Yes. You must report all crypto transactions, even if you lost money. Losses can offset gains in the same tax year, but you still have to declare them. If you don’t report a loss, you can’t use it later to reduce your tax bill. Keep full records so you can prove your losses if audited.
How do I calculate the value of my crypto in Naira?
Use the average exchange rate from a licensed Nigerian exchange on the date of the transaction. FIRS accepts rates from Busha, Luno, and Paxful Nigeria. Don’t use international rates or random websites. If you’re unsure, use the rate from your exchange’s transaction history. The tax authority will cross-check your numbers against their own data.
Is staking or mining crypto taxable?
Yes. Staking rewards and mining income are treated as ordinary income. The value of the crypto you earn is taxed at your income tax rate when you receive it. For example, if you earn 0.05 ETH from staking and it’s worth ₦250,000 at that moment, that ₦250,000 is added to your taxable income. You’ll owe tax on it even if you don’t sell it.
What if I’m a student or unemployed and only trade small amounts?

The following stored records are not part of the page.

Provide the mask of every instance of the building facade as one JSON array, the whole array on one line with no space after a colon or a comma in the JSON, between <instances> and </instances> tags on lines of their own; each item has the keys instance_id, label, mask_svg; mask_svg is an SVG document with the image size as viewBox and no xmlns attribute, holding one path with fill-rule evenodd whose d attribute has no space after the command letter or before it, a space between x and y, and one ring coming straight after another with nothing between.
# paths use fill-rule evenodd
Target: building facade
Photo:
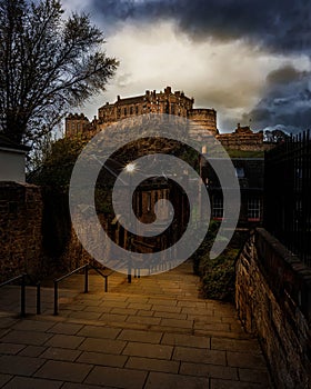
<instances>
[{"instance_id":1,"label":"building facade","mask_svg":"<svg viewBox=\"0 0 311 389\"><path fill-rule=\"evenodd\" d=\"M194 99L188 98L181 91L172 91L167 87L164 91L147 90L144 94L121 98L117 97L114 103L107 102L98 109L98 117L92 121L83 114L69 114L66 118L66 137L92 137L119 120L132 118L144 113L168 113L191 119L193 123L217 136L217 111L214 109L193 109Z\"/></svg>"}]
</instances>

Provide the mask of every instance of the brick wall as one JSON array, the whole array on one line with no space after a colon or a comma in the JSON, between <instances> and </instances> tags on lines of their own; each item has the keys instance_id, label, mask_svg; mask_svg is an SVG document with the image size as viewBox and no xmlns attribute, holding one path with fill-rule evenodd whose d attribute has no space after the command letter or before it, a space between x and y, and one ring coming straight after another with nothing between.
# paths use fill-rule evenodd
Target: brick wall
<instances>
[{"instance_id":1,"label":"brick wall","mask_svg":"<svg viewBox=\"0 0 311 389\"><path fill-rule=\"evenodd\" d=\"M264 229L237 262L235 305L248 332L261 340L275 387L311 387L311 269Z\"/></svg>"},{"instance_id":2,"label":"brick wall","mask_svg":"<svg viewBox=\"0 0 311 389\"><path fill-rule=\"evenodd\" d=\"M40 188L0 182L0 279L44 271Z\"/></svg>"}]
</instances>

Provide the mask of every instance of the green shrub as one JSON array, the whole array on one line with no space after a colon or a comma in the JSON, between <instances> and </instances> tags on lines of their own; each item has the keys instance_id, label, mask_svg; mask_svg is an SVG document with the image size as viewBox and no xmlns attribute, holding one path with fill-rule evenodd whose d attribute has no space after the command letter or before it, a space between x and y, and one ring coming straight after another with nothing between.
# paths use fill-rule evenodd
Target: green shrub
<instances>
[{"instance_id":1,"label":"green shrub","mask_svg":"<svg viewBox=\"0 0 311 389\"><path fill-rule=\"evenodd\" d=\"M215 259L210 259L208 256L203 258L201 292L204 298L234 301L234 260L238 251L228 248Z\"/></svg>"}]
</instances>

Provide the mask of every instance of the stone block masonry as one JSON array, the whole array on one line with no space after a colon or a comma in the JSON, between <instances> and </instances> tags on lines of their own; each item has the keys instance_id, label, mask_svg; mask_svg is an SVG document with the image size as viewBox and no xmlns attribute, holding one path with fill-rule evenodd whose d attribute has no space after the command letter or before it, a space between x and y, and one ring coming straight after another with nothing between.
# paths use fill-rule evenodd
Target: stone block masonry
<instances>
[{"instance_id":1,"label":"stone block masonry","mask_svg":"<svg viewBox=\"0 0 311 389\"><path fill-rule=\"evenodd\" d=\"M235 303L244 328L259 336L277 388L311 387L311 269L264 229L237 262Z\"/></svg>"},{"instance_id":2,"label":"stone block masonry","mask_svg":"<svg viewBox=\"0 0 311 389\"><path fill-rule=\"evenodd\" d=\"M0 182L0 280L42 272L41 189Z\"/></svg>"}]
</instances>

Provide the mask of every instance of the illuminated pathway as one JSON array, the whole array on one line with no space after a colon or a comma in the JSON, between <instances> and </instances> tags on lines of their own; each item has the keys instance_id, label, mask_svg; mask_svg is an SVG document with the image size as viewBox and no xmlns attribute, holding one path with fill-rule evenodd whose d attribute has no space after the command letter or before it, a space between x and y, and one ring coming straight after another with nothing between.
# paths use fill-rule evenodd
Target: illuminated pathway
<instances>
[{"instance_id":1,"label":"illuminated pathway","mask_svg":"<svg viewBox=\"0 0 311 389\"><path fill-rule=\"evenodd\" d=\"M198 297L191 263L152 277L113 273L109 292L90 276L61 285L59 316L52 290L42 315L21 320L18 290L0 297L0 387L21 389L254 389L270 388L255 339L245 335L231 305ZM28 311L34 297L28 292ZM6 309L7 311L3 311Z\"/></svg>"}]
</instances>

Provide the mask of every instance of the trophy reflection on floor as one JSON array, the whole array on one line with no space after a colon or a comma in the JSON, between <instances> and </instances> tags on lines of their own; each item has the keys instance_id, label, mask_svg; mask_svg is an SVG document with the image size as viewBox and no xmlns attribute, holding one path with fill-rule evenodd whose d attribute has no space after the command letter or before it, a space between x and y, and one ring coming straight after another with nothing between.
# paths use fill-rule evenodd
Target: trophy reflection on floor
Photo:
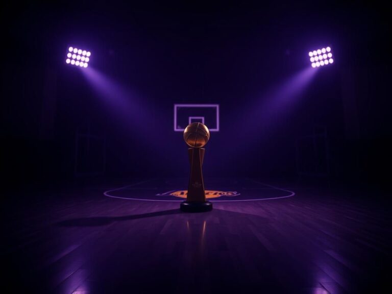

The law applies to everyone, regardless of income level. If you made a profit-even ₦5,000-you’re required to report it. However, if your total annual crypto gains are below ₦100,000, you may qualify for a simplified filing process. Check the FIRS website for the Small Taxpayer Scheme. But don’t assume you’re exempt. The system tracks all transactions, no matter the size.
If you’re just starting out, don’t wait. Get your records in order. Talk to someone who knows crypto taxes. The window for easy compliance is closing fast. In 2026, the rules are no longer optional-they’re mandatory.